Is your service a joy or a job? Sometimes we over-program ourselves. We take on too much. We take on things that are too elaborate. We become so weary in doing good that we can no longer do it well.
I feel that service is a duty and a responsibility, but it is also voluntary, not compulsory. If your service is starting to feel like a job, then you need to change things to get the joy back. I think that often the problem is that we are no longer choosing. We are not seeing needs. Someone else is. And we are not responding to the need of an individual whose need we see. We’re responding to a third person who has noticed the need and who is assigning us to take care of it.
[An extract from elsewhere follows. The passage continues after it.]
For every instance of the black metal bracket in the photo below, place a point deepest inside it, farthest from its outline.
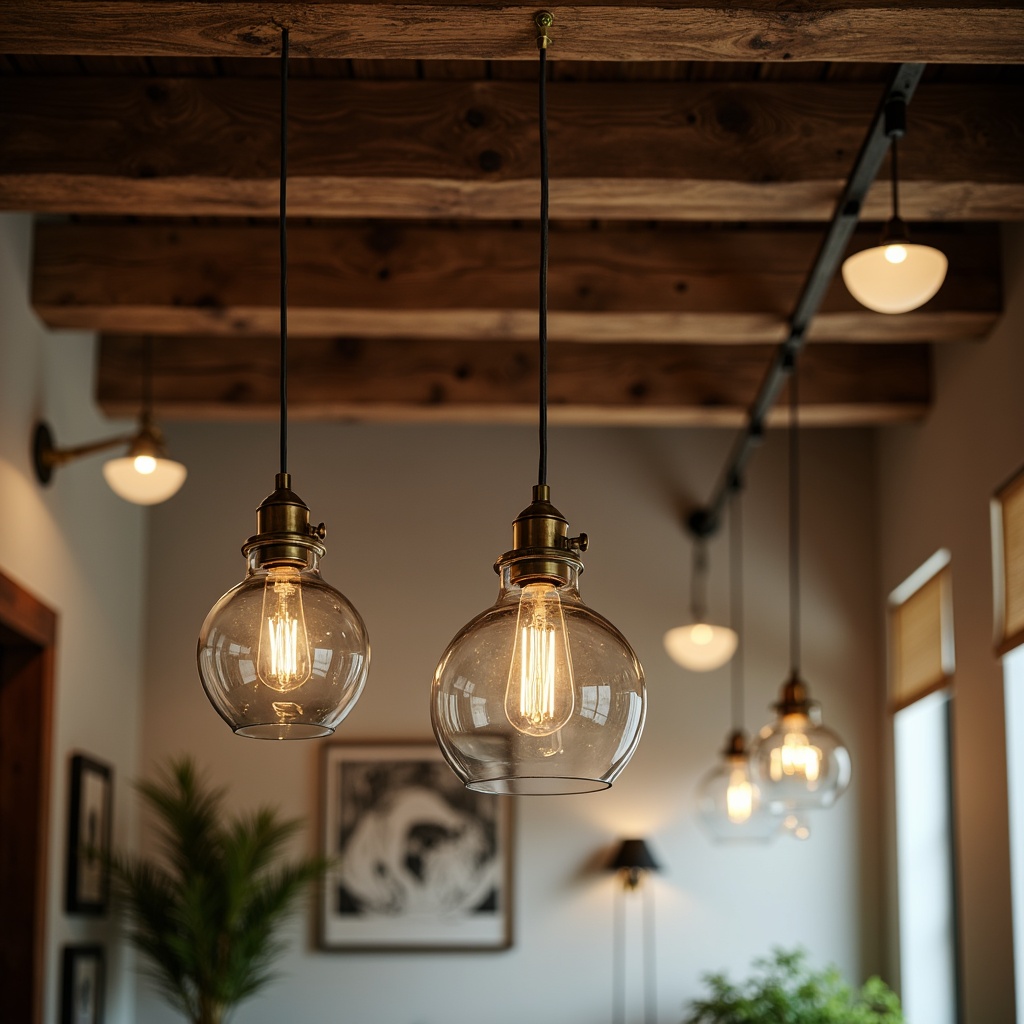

We are product oriented on the task instead of process oriented on the rhythm of seeing a need, meeting a need. We are not person oriented on the individual. ….
So if the joy feels like a job, see if you need to reevaluate your circumstances. You know what your resources are and the demands on them. There comes times in every life when there’s just nothing left to give. … Accept that you are in a season of depletion, and do not add guilt to your burdens as you wait for renewal.” 41-42, Cat’s Cradle
Have there been times in your own life where you have felt depleted from giving and giving and giving? How did you heal step back, institute boundaries, and then and heal from the depletion? How did you come to find joy in service again?
CONCLUSION
We have infinite capacity to do good in the world, to see problems, to devise plans to help, and to carry them out. Keep your eyes open to the needs in your own community. May God be with us as we each work to develop that sense of kigatsuku, of the desire to do good without being told. May God be with us as we think expansively about our abilities to help one another.
2 Responses
I love that quotation about Latter-day Saints not hating the world, but being a friend to the world. To me that sounds so much more hopeful and so much more true to real life experience, as this is the world that we have now. This world is where we love, learn, and labor. There are more people in this world than just our fellow Latter-day Saints (though I agree that it is important to serve them, too).
Then I loved Chieko’s language about looking for needs ourselves, and how what we see as a need may be different than what someone else sees. This doesn’t mean that what our eyes see is wrong, and that we should not step in, or that that work is not valuable.
Thank you for this lovely lesson guide, Caroline!
Thanks for putting the effort into your lesson outline above.